I plan to run another marathon this Saturday.
Last year was my 15th Country Music Marathon here in Nashville, TN. It’s the only marathon I’ve ran and am one of only 38 who has ran all fifteen. Only ~8 people have ran the full each year.
As my fellow 15-year runner and 16th year registrant Larry Epps puts it, “I sometimes think I’m just too stupid to stop.”
This annual run has been a point of evaluation for me. It gives me a chance to think about how fortunate I’ve been to be healthy enough to run 15 of these things. It reminds me of what I’ve lived through. It reminds me that continued health is this unequal tension between my part – sleep, care for this temporal body, eat as well and and train, and God’s part – the abundant grace of God.
I’ve been thinking about last year’s run for a year. It’s almost time for another endurance event. On Saturday’s training run, on the marathon course, I was thinking about my fondest memory from last year.

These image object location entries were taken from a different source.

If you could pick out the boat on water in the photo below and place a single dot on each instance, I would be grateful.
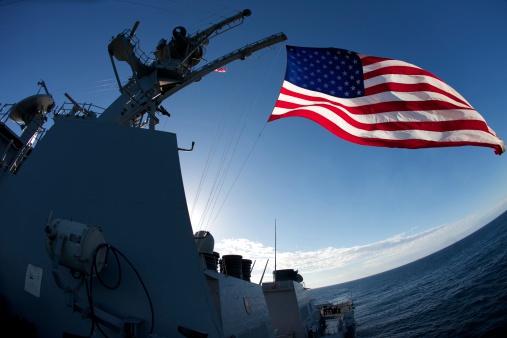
(96, 234)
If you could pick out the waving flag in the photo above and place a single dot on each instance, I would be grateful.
(378, 102)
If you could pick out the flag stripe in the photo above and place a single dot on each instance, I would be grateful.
(383, 73)
(412, 87)
(374, 104)
(396, 138)
(378, 101)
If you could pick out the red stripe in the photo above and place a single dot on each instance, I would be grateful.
(381, 107)
(369, 60)
(411, 87)
(379, 142)
(399, 70)
(435, 126)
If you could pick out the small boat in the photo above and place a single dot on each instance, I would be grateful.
(96, 234)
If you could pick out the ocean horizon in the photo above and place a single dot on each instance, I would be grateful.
(459, 291)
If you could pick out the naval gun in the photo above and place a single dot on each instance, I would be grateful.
(171, 68)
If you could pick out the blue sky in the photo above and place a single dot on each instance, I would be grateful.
(343, 211)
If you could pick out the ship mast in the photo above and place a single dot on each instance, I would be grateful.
(171, 69)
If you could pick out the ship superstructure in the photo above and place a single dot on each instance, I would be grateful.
(96, 235)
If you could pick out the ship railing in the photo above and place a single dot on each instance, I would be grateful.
(138, 52)
(4, 116)
(26, 149)
(78, 111)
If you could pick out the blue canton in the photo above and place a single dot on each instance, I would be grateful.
(332, 71)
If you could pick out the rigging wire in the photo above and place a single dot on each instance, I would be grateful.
(211, 220)
(89, 286)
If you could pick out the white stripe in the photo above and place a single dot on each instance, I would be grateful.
(452, 136)
(387, 63)
(412, 79)
(376, 98)
(397, 116)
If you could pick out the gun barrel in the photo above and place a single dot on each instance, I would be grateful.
(224, 22)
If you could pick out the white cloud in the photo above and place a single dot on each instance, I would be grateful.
(327, 266)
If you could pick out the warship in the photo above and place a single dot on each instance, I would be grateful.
(96, 234)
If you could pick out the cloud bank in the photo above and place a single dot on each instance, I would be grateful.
(328, 266)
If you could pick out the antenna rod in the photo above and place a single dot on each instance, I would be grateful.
(264, 271)
(274, 277)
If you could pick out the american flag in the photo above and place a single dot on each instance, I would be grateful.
(378, 101)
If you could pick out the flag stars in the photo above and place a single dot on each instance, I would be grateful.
(331, 71)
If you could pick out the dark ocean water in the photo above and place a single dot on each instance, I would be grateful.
(460, 291)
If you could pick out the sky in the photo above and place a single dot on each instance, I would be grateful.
(342, 211)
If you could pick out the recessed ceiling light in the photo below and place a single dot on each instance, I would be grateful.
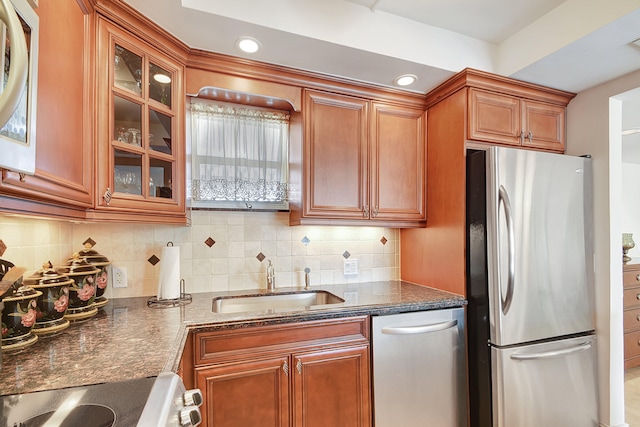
(405, 80)
(248, 44)
(162, 78)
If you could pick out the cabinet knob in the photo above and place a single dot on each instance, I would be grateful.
(193, 397)
(190, 416)
(107, 196)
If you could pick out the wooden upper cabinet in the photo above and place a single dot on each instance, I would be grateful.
(494, 117)
(508, 112)
(363, 162)
(336, 147)
(62, 185)
(509, 120)
(545, 126)
(141, 152)
(397, 163)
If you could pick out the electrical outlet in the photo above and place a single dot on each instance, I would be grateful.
(350, 267)
(119, 277)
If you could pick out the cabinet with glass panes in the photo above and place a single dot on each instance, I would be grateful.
(141, 159)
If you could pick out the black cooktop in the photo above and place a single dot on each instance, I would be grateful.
(116, 404)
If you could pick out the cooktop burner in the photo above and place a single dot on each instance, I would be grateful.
(94, 415)
(117, 404)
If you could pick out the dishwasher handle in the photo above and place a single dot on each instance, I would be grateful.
(421, 329)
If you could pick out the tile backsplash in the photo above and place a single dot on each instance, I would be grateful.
(220, 251)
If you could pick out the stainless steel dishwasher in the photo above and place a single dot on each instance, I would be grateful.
(419, 370)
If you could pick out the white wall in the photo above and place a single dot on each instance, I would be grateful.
(593, 126)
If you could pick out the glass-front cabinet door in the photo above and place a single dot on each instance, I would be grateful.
(141, 160)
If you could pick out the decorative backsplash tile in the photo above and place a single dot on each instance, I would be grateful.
(226, 263)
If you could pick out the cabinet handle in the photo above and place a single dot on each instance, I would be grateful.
(107, 196)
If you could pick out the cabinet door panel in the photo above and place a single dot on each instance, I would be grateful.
(64, 117)
(331, 388)
(336, 155)
(397, 163)
(546, 124)
(494, 117)
(254, 393)
(139, 122)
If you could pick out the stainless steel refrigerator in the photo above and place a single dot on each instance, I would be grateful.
(530, 318)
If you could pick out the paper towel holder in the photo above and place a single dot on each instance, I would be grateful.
(183, 299)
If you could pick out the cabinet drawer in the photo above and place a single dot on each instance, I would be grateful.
(236, 344)
(631, 319)
(632, 297)
(631, 344)
(631, 278)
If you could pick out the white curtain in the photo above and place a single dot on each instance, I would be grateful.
(239, 153)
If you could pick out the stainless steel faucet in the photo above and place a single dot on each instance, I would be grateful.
(306, 278)
(271, 277)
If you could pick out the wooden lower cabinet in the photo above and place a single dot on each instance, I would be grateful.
(331, 388)
(301, 374)
(252, 393)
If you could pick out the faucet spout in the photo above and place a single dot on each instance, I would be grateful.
(271, 277)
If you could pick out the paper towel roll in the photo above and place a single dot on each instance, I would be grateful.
(169, 281)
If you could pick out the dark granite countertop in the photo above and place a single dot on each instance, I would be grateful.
(127, 339)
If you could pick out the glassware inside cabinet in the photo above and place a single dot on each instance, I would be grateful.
(159, 132)
(159, 84)
(161, 176)
(128, 121)
(127, 70)
(127, 173)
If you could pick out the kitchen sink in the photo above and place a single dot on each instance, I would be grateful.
(275, 301)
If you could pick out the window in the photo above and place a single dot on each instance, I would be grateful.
(239, 156)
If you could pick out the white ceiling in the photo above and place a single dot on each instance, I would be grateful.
(565, 44)
(570, 45)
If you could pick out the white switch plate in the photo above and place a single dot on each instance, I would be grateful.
(119, 277)
(350, 267)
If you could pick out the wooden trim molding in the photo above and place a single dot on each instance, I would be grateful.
(470, 77)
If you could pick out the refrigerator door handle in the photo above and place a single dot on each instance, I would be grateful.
(549, 354)
(422, 329)
(504, 198)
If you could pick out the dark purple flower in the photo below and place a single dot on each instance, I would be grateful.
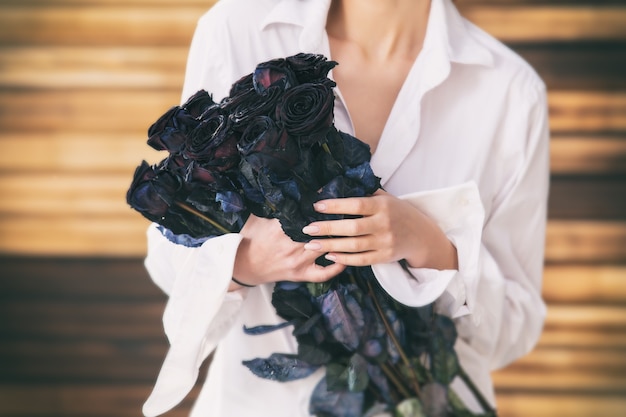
(264, 144)
(169, 132)
(249, 104)
(198, 103)
(242, 85)
(212, 143)
(310, 67)
(274, 73)
(153, 191)
(306, 112)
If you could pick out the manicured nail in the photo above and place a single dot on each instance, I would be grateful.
(312, 246)
(310, 230)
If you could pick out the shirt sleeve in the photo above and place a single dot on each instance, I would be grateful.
(199, 310)
(495, 295)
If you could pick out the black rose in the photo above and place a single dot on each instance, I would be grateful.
(198, 103)
(250, 104)
(153, 191)
(274, 73)
(212, 142)
(306, 112)
(264, 144)
(241, 85)
(310, 67)
(169, 132)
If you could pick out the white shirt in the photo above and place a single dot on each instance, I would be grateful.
(466, 142)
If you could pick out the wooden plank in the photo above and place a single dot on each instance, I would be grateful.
(81, 400)
(75, 153)
(550, 23)
(579, 112)
(601, 339)
(584, 317)
(104, 25)
(587, 198)
(587, 111)
(122, 233)
(87, 279)
(575, 66)
(585, 284)
(85, 111)
(66, 361)
(595, 155)
(572, 380)
(94, 321)
(66, 195)
(136, 25)
(96, 68)
(561, 359)
(586, 241)
(70, 151)
(74, 236)
(98, 191)
(513, 403)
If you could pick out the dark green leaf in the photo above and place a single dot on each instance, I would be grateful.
(435, 400)
(411, 407)
(335, 404)
(343, 316)
(280, 367)
(258, 330)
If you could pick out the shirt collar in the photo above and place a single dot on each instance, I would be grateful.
(447, 31)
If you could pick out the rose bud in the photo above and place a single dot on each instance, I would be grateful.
(310, 67)
(306, 112)
(198, 103)
(152, 191)
(213, 139)
(264, 144)
(169, 132)
(275, 73)
(242, 85)
(246, 107)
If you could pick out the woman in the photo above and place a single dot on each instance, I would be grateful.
(457, 124)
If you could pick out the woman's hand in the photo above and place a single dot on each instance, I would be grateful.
(266, 254)
(388, 230)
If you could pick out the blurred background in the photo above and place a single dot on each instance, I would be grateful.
(81, 81)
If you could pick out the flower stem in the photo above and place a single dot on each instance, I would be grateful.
(396, 382)
(477, 394)
(203, 217)
(405, 359)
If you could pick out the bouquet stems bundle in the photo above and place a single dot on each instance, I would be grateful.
(270, 149)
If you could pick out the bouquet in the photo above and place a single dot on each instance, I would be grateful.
(271, 149)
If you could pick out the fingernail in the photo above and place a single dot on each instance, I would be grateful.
(310, 230)
(312, 246)
(319, 206)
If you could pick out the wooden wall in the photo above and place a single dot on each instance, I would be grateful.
(80, 82)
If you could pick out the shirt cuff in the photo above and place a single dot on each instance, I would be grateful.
(198, 313)
(459, 212)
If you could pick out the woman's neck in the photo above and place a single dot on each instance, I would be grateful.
(380, 29)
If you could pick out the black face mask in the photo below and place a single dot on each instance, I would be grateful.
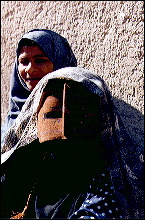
(68, 111)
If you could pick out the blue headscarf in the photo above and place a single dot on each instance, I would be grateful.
(58, 51)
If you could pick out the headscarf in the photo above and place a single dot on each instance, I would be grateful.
(126, 159)
(58, 51)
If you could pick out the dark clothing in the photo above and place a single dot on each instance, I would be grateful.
(64, 177)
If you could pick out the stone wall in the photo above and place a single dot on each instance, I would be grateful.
(106, 36)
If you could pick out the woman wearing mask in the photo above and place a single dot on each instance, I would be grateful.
(67, 155)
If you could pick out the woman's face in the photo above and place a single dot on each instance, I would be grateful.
(33, 65)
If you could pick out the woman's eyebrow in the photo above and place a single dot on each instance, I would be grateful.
(40, 55)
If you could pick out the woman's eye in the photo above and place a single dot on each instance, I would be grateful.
(24, 62)
(39, 61)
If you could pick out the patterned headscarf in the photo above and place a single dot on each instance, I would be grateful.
(58, 51)
(125, 158)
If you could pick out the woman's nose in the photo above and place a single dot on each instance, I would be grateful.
(31, 68)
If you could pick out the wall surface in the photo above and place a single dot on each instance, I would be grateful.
(106, 36)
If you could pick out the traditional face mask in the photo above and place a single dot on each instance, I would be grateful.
(67, 114)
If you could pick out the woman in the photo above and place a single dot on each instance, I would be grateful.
(39, 52)
(74, 173)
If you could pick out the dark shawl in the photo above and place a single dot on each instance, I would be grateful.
(125, 165)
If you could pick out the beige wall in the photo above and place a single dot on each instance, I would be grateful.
(106, 37)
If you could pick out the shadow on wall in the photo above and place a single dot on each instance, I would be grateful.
(132, 119)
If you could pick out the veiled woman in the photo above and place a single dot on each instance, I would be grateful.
(39, 52)
(67, 155)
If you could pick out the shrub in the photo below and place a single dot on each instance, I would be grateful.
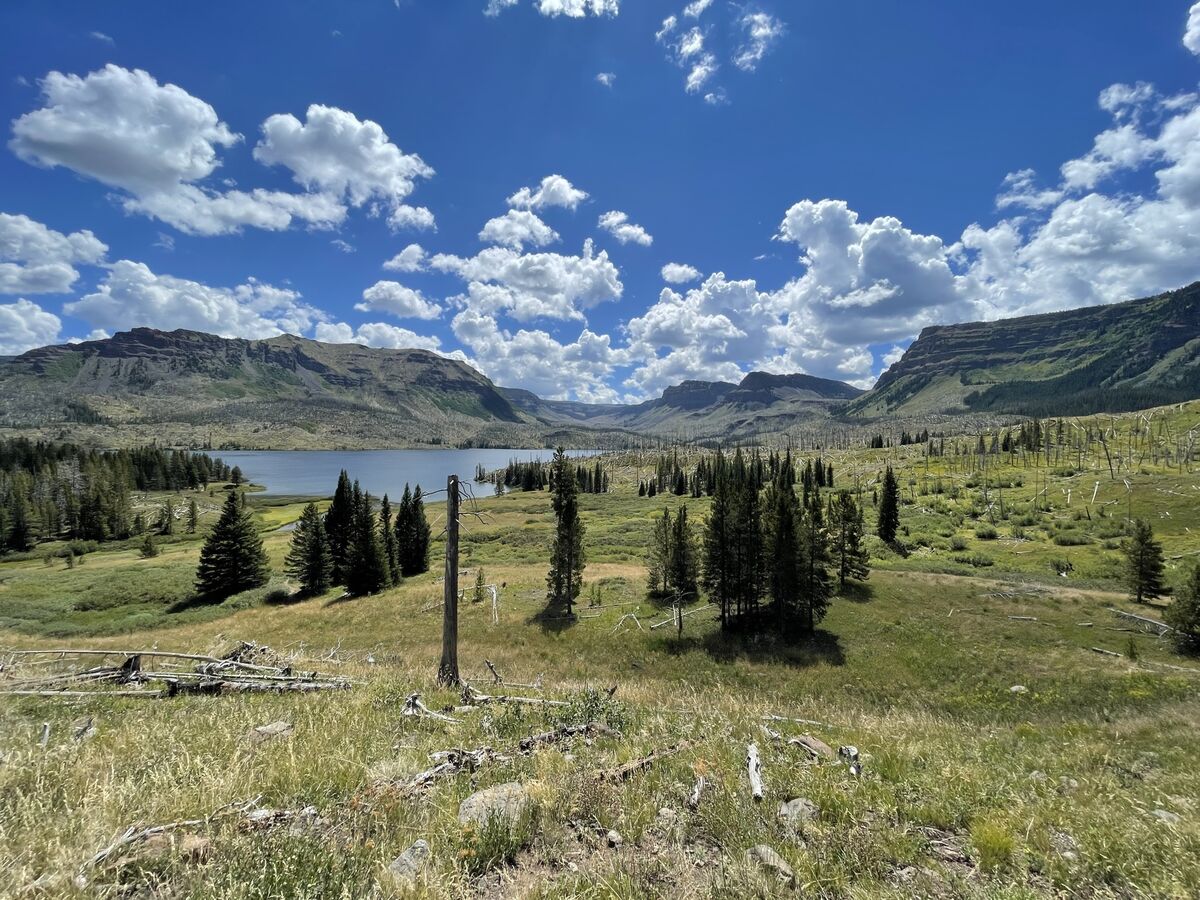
(993, 844)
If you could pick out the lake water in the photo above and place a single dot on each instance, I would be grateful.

I had such hopes for the 15th marathon. About mile 22 the weather was taking it’s toll on me as it headed toward a high of 83°. The gaps in training from ministry travel and ‘just life’ were making itself very evident. By mile 24, I was coming out of Shelby Park with heavy feet. My hope of a reasonably good time, for me, had faded. I just didn’t have the stamina and mental depth to maintain my pace. But I was still moving.
From my perspective, if it’s a great day for spectators, it’s not a good day to run a marathon. If it’s a little chilly and rainy for spectators…it’s a good day to run. This was a great day for spectators.
After getting worked over by a final, small hill at 5th and Shelby about .6 mile from the finish line…where I had walked some…again, I turned left onto Woodland Street for the final downhill to LP Field. I was whipped but moving well.
There I saw a young man walking. Based on his shirt and haircut I said, “Where we going Soldier?” He look out of the corner of his eye.
It was one of those looks that communicates…oh man, that’s an old guy and he said what?
I said “Let’s go…sir.” I call every Soldier sir.
I ran the last half mile with a young soldier who I learned was from Fort Campbell. Just a little while before I had been walking.
I thanked him for serving and that his service helps to make it possible to me to run 15 Country Music Marathons in freedom. The emotion was building in me.
Nearing the final turn to the finish line I pointed to my kids who were yelling my name and told him his work helps to keep them safe.
I was overcome by emotion. Finishing a marathon is emotional for me. It’s done.
After we finished, he said to me “You kicked my ass, sir or I’d still be walking.” I shook his hand and thanked him for running with an old guy. I’m sure I didn’t kick his ass. An old guy just nudged him along…and I needed someone to run with. It was one of the highlights of the day for me.
We got into the finishers area and I shouted “Here’s a currently serving military man.”
And as someone approached, the young Soldier said again, “And he kicked my ass.”
Truth is, it was a joy to run with him to the finish line. It helped to adjust my perspective. I run in freedom because other people stand on the wall and God has been so very gracious to this country.
My 16th Country Music Marathon is this Saturday, April 25th. Me, my wife, Barbara, who has ran 13 Country Music Marathons and 30,000 of our closest friends will gather on Broadway in downtown Nashville to run. Run…because we can.
At this point, I’ll do my part to keep this aging body moving. I’ll eat as well as I can. I’ll make sleep a priority. I’ll manage my emotional and intellectual capabilities and inabilities as well as I am able…submitted to God.
I run, not as an end in itself. I want to be fit to serve in Christ’s name. I want to keep up with my kids. I want to be able to say to others, ‘let’s go’ rather than ‘you go ahead’.
And there is no telling who I’ll bump into.